By Andrew Sheng, Xiao Geng
Asia News Network
Contrary to popular belief in the West, where democratic elections are typically regarded as essential to holding governments responsible for their policies, China’s approach supports accountability. Indeed, evidence shows that policymaking is responsive to feedback from both the Chinese people and the international community, with leaders correcting mistakes and updating outdated measures as they gain new information.
Such adaptation is supported by the annual meetings of the National People’s Congress and the Chinese People’s Political Consultative Conference held in Beijing every March since 1998. At these meetings, top officials from the State Council, China’s Cabinet, including key ministers and the premier, present detailed reports identifying the challenges China faces, as well as a blueprint for continued reform and opening-up.
The results are shared with delegates attending the meetings and broadcast live to thousands of official delegates, and Chinese and foreign reporters. These gatherings thus represent an important window into evolving Chinese policymaking and governance.
At this year’s NPC and CPPCC meetings, policymakers weighed the backlash against the standard neoliberal economic model, based on free movement of goods, capital, information, and sometimes labour. The advanced economies and the international institutions they lead have long assumed that expanding these freedoms naturally leads to better outcomes for all.
But the neoliberal model has had grave unintended consequences, such as environmental degradation, rising inequality and the emergence of monopolies (especially in the technology sector). On a more emotional level, globalisation and openness have fuelled cultural insecurity. As frustration with the advanced economies’ approach has grown, so has the mistrust of the experts and elites who championed it.
Calls for raising social spending
In response to these anxieties, rational “homo economicus” has morphed into emotional “homo politicus” – an agent susceptible to the sirens of nationalism, sectarianism, protectionism and populism. The result is escalating trade conflicts, rising isolationism, surging anti-immigrant sentiments, and calls for massive increases in social spending, based on concepts like modern monetary theory.
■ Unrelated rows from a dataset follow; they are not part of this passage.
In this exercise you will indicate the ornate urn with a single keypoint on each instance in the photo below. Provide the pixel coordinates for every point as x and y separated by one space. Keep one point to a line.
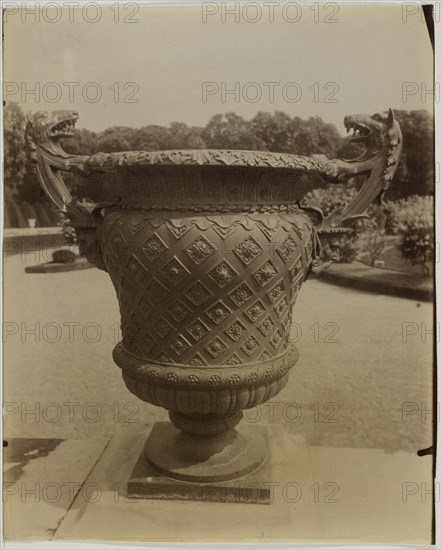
207 251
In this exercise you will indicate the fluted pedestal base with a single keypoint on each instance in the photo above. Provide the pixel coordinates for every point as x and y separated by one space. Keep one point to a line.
229 467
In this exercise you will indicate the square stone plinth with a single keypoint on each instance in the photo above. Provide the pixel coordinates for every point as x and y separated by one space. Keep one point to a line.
316 494
252 488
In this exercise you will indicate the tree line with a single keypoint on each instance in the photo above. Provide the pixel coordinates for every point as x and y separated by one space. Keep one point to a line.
277 132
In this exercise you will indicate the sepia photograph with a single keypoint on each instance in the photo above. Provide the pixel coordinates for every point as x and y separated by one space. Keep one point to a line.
221 254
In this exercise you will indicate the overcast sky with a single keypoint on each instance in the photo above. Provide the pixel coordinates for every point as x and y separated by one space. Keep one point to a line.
358 62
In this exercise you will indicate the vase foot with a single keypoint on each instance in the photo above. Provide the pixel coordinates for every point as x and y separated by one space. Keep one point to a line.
232 467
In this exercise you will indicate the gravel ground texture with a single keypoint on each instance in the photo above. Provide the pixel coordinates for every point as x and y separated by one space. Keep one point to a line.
363 379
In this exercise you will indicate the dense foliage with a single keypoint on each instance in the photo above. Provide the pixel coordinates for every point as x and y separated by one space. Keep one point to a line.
276 132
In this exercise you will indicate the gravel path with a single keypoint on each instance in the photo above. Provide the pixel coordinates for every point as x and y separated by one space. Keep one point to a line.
360 380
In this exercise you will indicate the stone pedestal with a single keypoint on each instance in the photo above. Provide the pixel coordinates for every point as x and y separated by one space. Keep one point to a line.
223 468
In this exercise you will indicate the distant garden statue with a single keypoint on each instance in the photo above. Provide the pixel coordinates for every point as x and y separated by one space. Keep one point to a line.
207 251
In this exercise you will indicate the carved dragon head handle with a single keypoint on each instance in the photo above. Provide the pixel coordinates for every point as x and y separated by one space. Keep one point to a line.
379 134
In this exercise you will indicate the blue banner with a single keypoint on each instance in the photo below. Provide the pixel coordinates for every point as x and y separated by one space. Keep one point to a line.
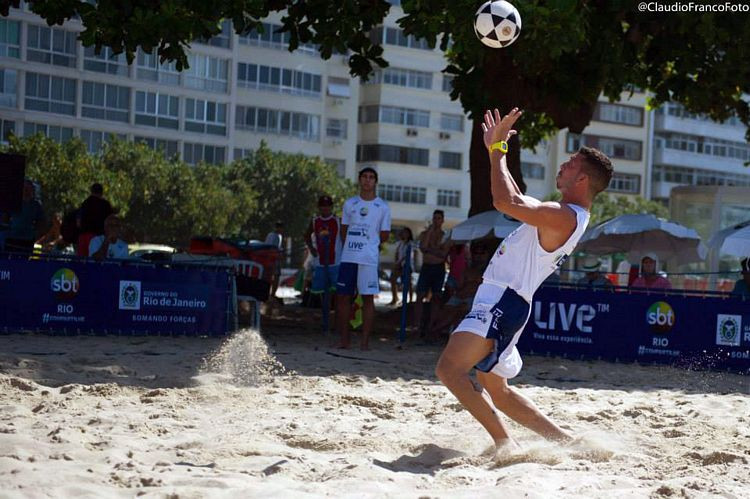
113 298
688 331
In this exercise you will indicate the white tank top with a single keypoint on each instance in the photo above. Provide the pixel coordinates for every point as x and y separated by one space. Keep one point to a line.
521 264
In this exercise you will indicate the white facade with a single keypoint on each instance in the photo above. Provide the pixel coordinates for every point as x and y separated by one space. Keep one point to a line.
240 91
692 150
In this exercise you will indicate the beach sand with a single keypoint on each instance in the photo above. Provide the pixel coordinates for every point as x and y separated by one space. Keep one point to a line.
289 417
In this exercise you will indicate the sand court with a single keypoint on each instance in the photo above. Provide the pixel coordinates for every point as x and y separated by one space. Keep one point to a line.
244 416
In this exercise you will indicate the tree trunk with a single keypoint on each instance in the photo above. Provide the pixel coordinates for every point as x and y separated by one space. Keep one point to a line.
479 169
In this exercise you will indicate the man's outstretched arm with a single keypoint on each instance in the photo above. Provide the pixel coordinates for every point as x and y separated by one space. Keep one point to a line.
506 196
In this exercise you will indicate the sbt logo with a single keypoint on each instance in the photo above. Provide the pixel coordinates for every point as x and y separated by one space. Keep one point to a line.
660 317
64 284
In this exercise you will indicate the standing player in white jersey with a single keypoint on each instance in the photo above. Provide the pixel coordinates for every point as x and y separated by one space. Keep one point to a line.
487 337
365 224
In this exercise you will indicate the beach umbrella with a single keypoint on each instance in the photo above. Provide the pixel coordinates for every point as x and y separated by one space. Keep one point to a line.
641 234
733 241
484 224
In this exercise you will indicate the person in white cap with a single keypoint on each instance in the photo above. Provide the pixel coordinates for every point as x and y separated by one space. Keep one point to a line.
593 278
649 277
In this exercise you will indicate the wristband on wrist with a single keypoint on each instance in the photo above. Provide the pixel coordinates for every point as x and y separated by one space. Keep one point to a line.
501 146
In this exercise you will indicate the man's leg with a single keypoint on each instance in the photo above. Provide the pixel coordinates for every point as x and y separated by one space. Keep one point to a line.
519 408
462 353
368 315
343 307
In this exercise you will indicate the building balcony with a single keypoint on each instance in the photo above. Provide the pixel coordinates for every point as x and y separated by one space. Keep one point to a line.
675 157
664 123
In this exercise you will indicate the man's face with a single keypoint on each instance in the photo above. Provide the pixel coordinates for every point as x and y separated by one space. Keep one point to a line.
569 172
367 181
437 220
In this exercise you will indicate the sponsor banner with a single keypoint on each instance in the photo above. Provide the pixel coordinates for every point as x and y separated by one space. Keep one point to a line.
650 328
73 296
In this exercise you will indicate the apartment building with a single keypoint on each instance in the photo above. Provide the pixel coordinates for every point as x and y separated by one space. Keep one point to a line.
240 90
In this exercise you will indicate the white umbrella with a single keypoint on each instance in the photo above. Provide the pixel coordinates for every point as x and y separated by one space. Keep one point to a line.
481 224
733 241
640 234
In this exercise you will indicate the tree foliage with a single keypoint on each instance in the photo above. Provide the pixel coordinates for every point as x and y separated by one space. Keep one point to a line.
608 206
570 52
168 201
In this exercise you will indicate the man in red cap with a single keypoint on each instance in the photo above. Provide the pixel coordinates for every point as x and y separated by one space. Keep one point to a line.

Despite the challenges China faces – including a high debt-to-GDP ratio and volatile stock markets – the country’s leaders have proved adept at securing progress toward these goals. Consumer price index inflation stands at 2.1 per cent. Last year, about 13.6 million urban jobs were added, underpinning an unemployment rate of just 5 per cent, and more than 18,000 new businesses were launched every day, on average. China’s international trade and payment position is largely balanced.
This is the result of a comprehensive and ever-evolving strategy aimed at improving the quality of life and work, reducing poverty, lowering the tax and regulatory burden for small private businesses, and championing green, innovative, open and sustainable growth. For example, last year, China reduced its average tariff rate to 7.5 per cent from 9.8 per cent in 2017; opened another 4,100 kilometres of high-speed railways; granted permanent urban residency to 14 million workers from rural areas; and implemented tax and fee cuts that reduced business costs by some 1.3 trillion yuan (Bt6.1 trillion).
Also, the Chinese authorities now begin to further reduce the tax and social-security burden for business by another 2 trillion yuan, and increase the fiscal deficit by 0.2 percentage points of GDP to 2.8 per cent, in order to counter the threat of protectionism-driven global deflation. Moreover, the NPC adopted the new Foreign Investment Law in March which will reduce the barriers for foreign investors and businesses to enter the Chinese market and substantially strengthen intellectual
property rights protection.
While many in the West sacrifice “homo economicus” to appease “homo politicus”, China’s leaders are trying to satisfy both. They know that neglecting the needs of “homo politicus” could lead to social instability and fragmentation. But they also know that they must respond to internal pressures and rapidly evolving external conditions in ways that make good economic sense.
Not every decision will turn out to be the right one. But in China, when mistakes are made, adjustments follow. While this form of accountability is not perfect, it has produced a track record that is exceptional by any standard.
Andrew Sheng is a distinguished
fellow at the Asia Global Institute, the University of Hong Kong, and a member of the UNEP Advisory Council on Sustainable Finance.
Xiao Geng, president of the Hong Kong Institution for International Finance, is a professor at Peking University HSBC Business School and the University of Hong Kong’s Faculty of Business and Economics.